Again, this is Tom’s view of clustering and probably contains errors and omissions. My simple mind summarizes and simplifies things it takes in. So, you should do your own research if you seek the ultimate in accuracy and reliability of this information! :-)


Tweets Available

I resisted using Twitter for years. However, I've lately decided that I need to understand it. So, I created a Twitter account and started playing. Like many others, I'm becoming addicted.

I've made my tweets (Twitter speak for messages) available on this blog. If you visit the web site, you'll see them in the far right column.

I stopped short of using LoutTwitter to create a daily tweet summary post in this blog. It looks very cool, but I'm not sure all of my HUGE (haha) cares about my micro-blogging.


PortableApps Saves My Bacon

I have been a fan of PortableApps for a couple of years. It's a really neat concept - package useful applictions in a small, self-contained format so that they can easily be run from a USB stick or drive. This way, you can take your apps with you as you move from computer to computer. Over the last week however, I've been using PortableApps in a different manner.

Lately I've been having numerous computer problems. I've been resisting reloading the operating system because I just did that a month ago. But the operating system didn't care - it just continued to degrade. First it was its distaste for USB hard drives, then came my mouse, finally (its pièce de résistance) it would just stop responding soon after I logged in. This rendered me completely unproductive at the client site.

Fortunately I was able to boot to Windows PE (pre-installation environment with very little features and services - like safe mode only safer and more padded - like an asylum). I jammed my PortableApps USB stick in a USB slot. The menu did not work, however you can navigate to the exe's in a command line and launch them. This allowed me to use Firefox, 7-Zip, and OpenOffice to maintain some productivity while I worked to fix my system. Brilliant!

In short, as part of your personal disaster recovery strategy I recommend that you create a PortableApps device. It can help you keep working on some level until you can get your system restored to working order.

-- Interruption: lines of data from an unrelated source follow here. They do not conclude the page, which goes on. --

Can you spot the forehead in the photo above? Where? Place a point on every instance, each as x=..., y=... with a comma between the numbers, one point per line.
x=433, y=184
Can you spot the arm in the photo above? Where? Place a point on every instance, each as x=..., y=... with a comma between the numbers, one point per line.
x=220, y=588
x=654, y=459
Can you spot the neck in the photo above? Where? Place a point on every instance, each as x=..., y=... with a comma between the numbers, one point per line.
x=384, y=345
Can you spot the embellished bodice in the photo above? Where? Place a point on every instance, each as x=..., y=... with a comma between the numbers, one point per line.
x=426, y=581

Outlook 2007 Slow To Open Messages With Attachments

I recently had to reload my Vista machine and this weekend I installed SP1 for Office 2007. This week I've noticed that Outlook 2007 was very slow to open messages that had attachments. After much digging on the Internet, I finally saw a comment from someone that mentioned turning off Attachment Preview to speed up Outlook. So, I went to

Tools -> Trust Center -> Attachment Handling

and turned off attachment preview. This solved my problem!

Thank you Lazy Web!

Updated 04/24/2008 2:26PM: WRONG!!! Turns out the problem was Symantec Antivirus. Don't know how to fix it, so for now I've disabled the email scanning. :-( Not happy.


Django on Windows

I've been considering options for playing around with mashups. There's alot of options. However, since I'm back in the Python mindset (see earlier post), I'm going with Django. Further, to make this quick to hack on, I'm going for Django on Windows.

This article talks about "Installing Django on Windows in less than 5 minutes". It's great, and I love it. Thank you!!!!

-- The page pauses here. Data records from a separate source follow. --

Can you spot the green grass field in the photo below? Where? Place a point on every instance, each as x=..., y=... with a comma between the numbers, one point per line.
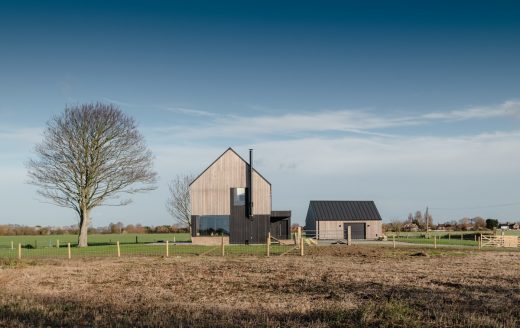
x=453, y=234
x=105, y=245
x=142, y=250
x=104, y=239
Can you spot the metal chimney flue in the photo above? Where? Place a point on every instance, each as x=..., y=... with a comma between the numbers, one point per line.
x=250, y=187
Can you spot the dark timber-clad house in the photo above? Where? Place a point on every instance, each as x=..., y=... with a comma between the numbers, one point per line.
x=331, y=219
x=232, y=199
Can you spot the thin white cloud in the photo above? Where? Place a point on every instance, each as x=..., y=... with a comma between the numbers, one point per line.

Programming Collective Intelligence

I've started reading Programming Collective Intelligence, and I'm really enjoying it. It's a really well written book that gives you a good introduction to the emerging field of Collective Intelligence. Segaran does a great job of taking the theory and mathematics and applying them in practical ways to real world problems.

The examples in the book are written in Python. I'd love to have the time to play with rebuilding them in Smalltalk or Common Lisp. However, I barely have time to even read the book. So, it's back to Python for me for a while. (Just between you and me, it's making me giddy to get back to Python, Emacs, and the down and dirty hacking that I used to love.)

So, if you're interested in Web 2.0, the modern application of Artificial Intelligence techniques, or doing really cool things with Python then you should grab a copy of this book.